Best practices for demand planning data sync in d365-10.0.39

We’re implementing demand planning in D365 10.0.39 and need to sync forecast data from our external demand planning tool to D365 Supply Chain Management. The sync includes historical sales data, statistical forecasts, and demand plans across 15,000 SKUs and 200 customer locations. Currently syncing twice daily, but we’re seeing data consistency issues where forecast versions get out of sync between systems, and some batch processes fail silently without proper error notification. Looking for recommendations on batch processing approaches and error handling patterns that others have successfully used for demand planning data synchronization.

This is really helpful. We’ve started implementing batch processing by product category and added basic error logging. Already seeing improvement - we can now identify which specific SKUs are causing issues rather than having the entire sync fail mysteriously. Question on the incremental sync - how do you track which SKUs have changed? Are you comparing checksums or using timestamp-based change detection?

We’re currently overwriting the active forecast each sync, which might be causing the version conflicts. Your approach with separate streams makes sense. How do you handle the validation between stages? And what’s your batch size for 15,000 SKUs - are you processing all SKUs in one batch or breaking it down?

Demand planning sync is tricky because of the versioning complexity. Are you syncing forecast versions as separate entities or overwriting the active forecast? We maintain separate sync streams for baseline forecasts versus adjusted forecasts, processing them in sequence with validation between stages. This prevents version conflicts.

On the silent failure issue - implement comprehensive logging and monitoring. We created a sync monitoring dashboard showing: last successful sync timestamp, records processed/failed by batch, average sync duration, error rate trending. Set up automated alerts when error rate exceeds 5% or when sync hasn’t completed within expected timeframe. Also log every batch operation with start/end times, record counts, and success/failure status.

Great question on change detection. We use a hybrid approach combining both methods for reliability. The primary mechanism is timestamp-based - our external demand planning tool maintains a LastModifiedDate on each forecast record. Our sync process tracks the last successful sync timestamp and queries for records where LastModifiedDate > LastSyncTimestamp. However, we also maintain a checksum column calculated from key forecast fields (SKU, Location, ForecastDate, Quantity, Version). This catches cases where the forecast was modified but the timestamp wasn’t updated properly (we’ve seen this happen during bulk updates in the planning tool).

For batch processing with 15,000 SKUs, here’s our detailed approach: First, identify changed SKUs using timestamp and checksum comparison. Group these into batches of 2,000 SKUs, organized by product category to maintain logical data boundaries. Process each batch within explicit transaction boundaries with commit points. If a batch fails, log detailed error information (batch ID, SKU list, error message, timestamp) and continue with next batch rather than failing the entire sync.

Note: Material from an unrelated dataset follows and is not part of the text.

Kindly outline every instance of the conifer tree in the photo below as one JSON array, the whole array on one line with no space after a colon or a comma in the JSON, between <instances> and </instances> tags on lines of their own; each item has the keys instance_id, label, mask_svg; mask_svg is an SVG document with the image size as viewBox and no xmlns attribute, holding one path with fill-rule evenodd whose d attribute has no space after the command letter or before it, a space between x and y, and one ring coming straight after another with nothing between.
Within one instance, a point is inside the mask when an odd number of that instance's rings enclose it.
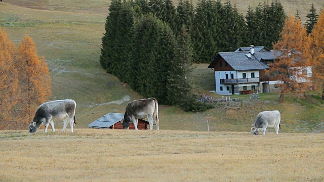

For error handling, implement multi-level notifications: Batch-level errors (transaction failures, database connectivity issues) trigger immediate alerts to the integration team. Record-level errors (validation failures, data quality issues) are logged to an error queue table and summarized in a daily report to the planning team. Maintain error history for trending analysis - if specific SKUs fail repeatedly, it indicates a systemic data quality issue that needs business process correction.

For incremental sync specifically, maintain a sync state table tracking: SyncJobID, EntityType (baseline/adjusted forecast), LastSyncTimestamp, RecordsProcessed, RecordsUpdated, RecordsInserted, ErrorCount. This gives you full visibility into sync performance over time. When errors occur, implement retry logic with exponential backoff for transient issues (network timeouts, temporary locks) but don’t retry data validation errors - those need human review.

One critical point on data consistency: Implement a reconciliation process that runs after each sync comparing record counts and aggregate forecast quantities between source and target systems. Any variance exceeding 1% should trigger investigation. This catches silent data loss scenarios where records are skipped without generating errors.

This comprehensive approach should eliminate your version conflicts and silent failures while providing full visibility into sync operations.

Tom’s incremental approach is critical. For validation between stages, we check: forecast quantities are within min/max bounds for each SKU, forecast dates fall within active planning horizon, customer-location combinations exist in master data, and forecast versions are sequential. Any validation failure triggers an alert email to the planning team with details of which SKUs failed and why. Don’t let failures go silent - that’s how you end up with phantom inventory issues weeks later.

For that volume, definitely break into batches. We process demand planning data in batches of 2,000 SKUs, grouped by product category to maintain logical boundaries. Each batch is wrapped in a transaction with explicit error handling. If any SKU in the batch fails validation, we log it to an error table and continue with the next batch. This prevents one bad forecast from blocking 15,000 SKUs. We also implement incremental sync - only SKUs with forecast changes since last sync are processed, reducing batch size by 70-80% on average.